Immobilien
15. Juli 2022

Die Gefahr strandender Immobilien ist real

Immobilieninvestoren erwarten stabile Erträge. Doch bei manchen Liegenschaften besteht energetischer Sanierungsbedarf, der sie als langfristige Anlage auf dem Weg zur CO₂-Neutralität eines Tages disqualifiziert. Sollte man eine solche Immobilie jetzt verkaufen, bevor sie zum Stranding Asset verkommt, oder immer wieder an ihrer Effizienz feilen?

Wenn man die Ästhetik eines Grundstücks und der sich darauf befindlichen Gebäude subjektiv bewerten müsste, hätte der ehemalige Güterbahnhof von Köln-Mülheim vor wenigen Jahren vermutlich nicht einmal einen Trostpreis abgestaubt – so wie jeder andere von der Deutschen Bahn aufgegebene Standort, auf dem sich kein Rad mehr dreht und kein Projektentwickler ein großes Rad drehen möchte.

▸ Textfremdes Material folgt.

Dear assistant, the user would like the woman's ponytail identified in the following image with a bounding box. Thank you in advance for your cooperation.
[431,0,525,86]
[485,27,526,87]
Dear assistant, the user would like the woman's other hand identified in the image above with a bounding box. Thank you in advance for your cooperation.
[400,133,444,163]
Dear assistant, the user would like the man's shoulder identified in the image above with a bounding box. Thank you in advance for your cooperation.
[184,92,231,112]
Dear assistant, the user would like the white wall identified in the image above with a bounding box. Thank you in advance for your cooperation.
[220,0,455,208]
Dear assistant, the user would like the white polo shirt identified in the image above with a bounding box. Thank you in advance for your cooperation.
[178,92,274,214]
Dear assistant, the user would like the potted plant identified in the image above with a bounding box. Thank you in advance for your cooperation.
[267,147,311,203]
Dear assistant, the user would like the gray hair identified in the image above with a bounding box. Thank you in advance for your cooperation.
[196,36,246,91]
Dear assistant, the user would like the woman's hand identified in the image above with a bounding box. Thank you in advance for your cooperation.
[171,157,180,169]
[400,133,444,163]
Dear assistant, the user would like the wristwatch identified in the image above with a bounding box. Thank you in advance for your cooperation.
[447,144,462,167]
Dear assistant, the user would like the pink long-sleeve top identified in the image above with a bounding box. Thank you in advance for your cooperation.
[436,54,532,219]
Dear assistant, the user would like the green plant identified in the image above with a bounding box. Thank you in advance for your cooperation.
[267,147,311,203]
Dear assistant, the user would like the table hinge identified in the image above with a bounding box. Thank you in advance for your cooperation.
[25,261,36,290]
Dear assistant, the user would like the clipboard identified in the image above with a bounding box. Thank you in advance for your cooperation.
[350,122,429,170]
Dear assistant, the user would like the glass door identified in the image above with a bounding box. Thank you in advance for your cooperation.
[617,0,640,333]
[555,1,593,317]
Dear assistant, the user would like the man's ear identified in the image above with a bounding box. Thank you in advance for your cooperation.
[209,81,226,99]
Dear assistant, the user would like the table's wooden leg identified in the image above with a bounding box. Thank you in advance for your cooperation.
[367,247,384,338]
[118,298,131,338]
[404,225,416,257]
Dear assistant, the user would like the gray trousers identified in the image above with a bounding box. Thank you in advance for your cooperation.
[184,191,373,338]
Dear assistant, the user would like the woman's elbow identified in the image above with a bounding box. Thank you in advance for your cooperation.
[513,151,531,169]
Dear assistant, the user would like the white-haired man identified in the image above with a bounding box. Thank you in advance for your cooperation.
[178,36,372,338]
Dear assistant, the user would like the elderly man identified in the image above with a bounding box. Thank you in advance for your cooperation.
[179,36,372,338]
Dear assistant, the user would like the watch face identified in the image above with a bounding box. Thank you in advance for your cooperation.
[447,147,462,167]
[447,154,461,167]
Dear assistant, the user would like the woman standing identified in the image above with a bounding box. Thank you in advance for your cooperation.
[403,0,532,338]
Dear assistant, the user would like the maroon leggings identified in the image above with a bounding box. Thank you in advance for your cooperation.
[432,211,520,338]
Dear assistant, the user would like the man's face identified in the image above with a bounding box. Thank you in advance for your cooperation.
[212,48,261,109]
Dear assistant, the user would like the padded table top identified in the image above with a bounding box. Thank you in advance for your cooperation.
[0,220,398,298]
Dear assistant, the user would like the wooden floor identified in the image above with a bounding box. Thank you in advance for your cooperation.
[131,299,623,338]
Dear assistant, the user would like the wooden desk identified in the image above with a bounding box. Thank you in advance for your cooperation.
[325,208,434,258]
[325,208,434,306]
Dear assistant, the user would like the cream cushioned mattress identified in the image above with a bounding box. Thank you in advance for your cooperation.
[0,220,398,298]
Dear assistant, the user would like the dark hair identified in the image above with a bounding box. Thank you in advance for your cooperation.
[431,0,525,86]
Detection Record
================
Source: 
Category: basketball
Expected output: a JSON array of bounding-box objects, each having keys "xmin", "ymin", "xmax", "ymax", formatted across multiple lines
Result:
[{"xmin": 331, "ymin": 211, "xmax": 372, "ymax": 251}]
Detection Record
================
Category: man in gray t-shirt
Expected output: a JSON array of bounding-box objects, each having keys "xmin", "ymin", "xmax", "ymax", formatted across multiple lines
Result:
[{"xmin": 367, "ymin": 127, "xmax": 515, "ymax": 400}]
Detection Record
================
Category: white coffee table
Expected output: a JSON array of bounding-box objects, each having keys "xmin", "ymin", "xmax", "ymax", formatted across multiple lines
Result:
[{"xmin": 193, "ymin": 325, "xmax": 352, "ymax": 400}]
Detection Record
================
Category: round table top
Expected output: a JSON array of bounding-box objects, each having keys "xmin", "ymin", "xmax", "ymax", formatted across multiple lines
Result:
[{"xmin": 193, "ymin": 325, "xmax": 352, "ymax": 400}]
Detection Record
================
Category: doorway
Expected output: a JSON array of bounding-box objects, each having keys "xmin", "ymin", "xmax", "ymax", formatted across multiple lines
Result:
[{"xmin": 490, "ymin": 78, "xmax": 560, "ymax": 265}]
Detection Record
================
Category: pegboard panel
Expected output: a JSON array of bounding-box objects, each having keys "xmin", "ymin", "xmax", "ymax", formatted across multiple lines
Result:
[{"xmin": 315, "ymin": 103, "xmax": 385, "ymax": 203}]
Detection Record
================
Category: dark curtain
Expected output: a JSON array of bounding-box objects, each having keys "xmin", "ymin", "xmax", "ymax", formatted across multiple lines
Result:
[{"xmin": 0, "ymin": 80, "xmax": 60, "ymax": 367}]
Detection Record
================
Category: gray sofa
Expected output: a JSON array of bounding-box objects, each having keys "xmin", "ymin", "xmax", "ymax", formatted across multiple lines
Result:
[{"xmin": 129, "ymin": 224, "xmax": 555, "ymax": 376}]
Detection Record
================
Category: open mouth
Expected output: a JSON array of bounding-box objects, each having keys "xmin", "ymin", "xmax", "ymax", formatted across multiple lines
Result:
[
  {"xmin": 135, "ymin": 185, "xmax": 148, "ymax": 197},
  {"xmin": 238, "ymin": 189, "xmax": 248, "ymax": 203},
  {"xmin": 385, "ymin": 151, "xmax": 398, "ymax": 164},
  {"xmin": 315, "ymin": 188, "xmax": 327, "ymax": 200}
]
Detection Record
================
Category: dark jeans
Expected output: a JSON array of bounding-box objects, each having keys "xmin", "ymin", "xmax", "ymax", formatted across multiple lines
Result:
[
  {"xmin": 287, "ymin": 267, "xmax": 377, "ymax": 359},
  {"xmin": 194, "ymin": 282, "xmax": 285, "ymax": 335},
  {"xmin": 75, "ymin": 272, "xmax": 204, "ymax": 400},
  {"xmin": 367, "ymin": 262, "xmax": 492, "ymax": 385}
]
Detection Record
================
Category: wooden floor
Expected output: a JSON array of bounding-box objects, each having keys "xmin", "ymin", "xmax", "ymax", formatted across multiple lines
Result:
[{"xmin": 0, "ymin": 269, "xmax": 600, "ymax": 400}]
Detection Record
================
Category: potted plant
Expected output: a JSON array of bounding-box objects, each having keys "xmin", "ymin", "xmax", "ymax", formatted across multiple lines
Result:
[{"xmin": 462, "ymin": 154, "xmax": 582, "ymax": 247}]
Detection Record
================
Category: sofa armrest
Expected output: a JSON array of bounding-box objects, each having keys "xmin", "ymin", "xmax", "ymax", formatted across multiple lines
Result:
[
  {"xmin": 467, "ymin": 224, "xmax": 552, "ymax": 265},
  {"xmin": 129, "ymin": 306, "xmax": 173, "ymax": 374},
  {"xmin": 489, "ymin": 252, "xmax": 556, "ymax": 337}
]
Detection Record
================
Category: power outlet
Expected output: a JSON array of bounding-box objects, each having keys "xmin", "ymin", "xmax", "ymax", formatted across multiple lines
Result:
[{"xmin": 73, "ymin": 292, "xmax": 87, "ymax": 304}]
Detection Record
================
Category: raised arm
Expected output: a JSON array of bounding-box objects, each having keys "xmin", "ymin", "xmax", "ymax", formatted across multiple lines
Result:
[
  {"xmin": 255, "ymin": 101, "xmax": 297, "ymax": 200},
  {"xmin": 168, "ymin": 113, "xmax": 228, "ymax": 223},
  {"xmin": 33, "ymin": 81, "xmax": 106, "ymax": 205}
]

Wenn sich eine Liegenschaft kaum noch vermarkten lässt, droht dem Eigentümer der Totalverlust. Es sind aber nicht nur marode Bahn- und auch Industrieanlagen, die dieses Schicksal ereilen kann. Und das liegt am Klimawandel.

Experten gehen davon aus, dass der Erwärmungsprozess den Meeresspiegel und das Auftreten häufigerer Naturkatastrophen wie Überschwemmungen beeinflussen wird. Das wiederum wirkt sich auf die Qualität, die Nachfrage und damit auch auf die Werte von Gebäuden aus. Laut der Landesbank Baden-Württemberg fallen an den Stränden von Miami Beach die Immobilienpreise. Dagegen steigen sie ein paar Kilometer weiter landeinwärts. Und vermögende Niederländer hätten Schweden und Norwegen als attraktive Opportunitäten entdeckt, wenn es um den Kauf von Land geht.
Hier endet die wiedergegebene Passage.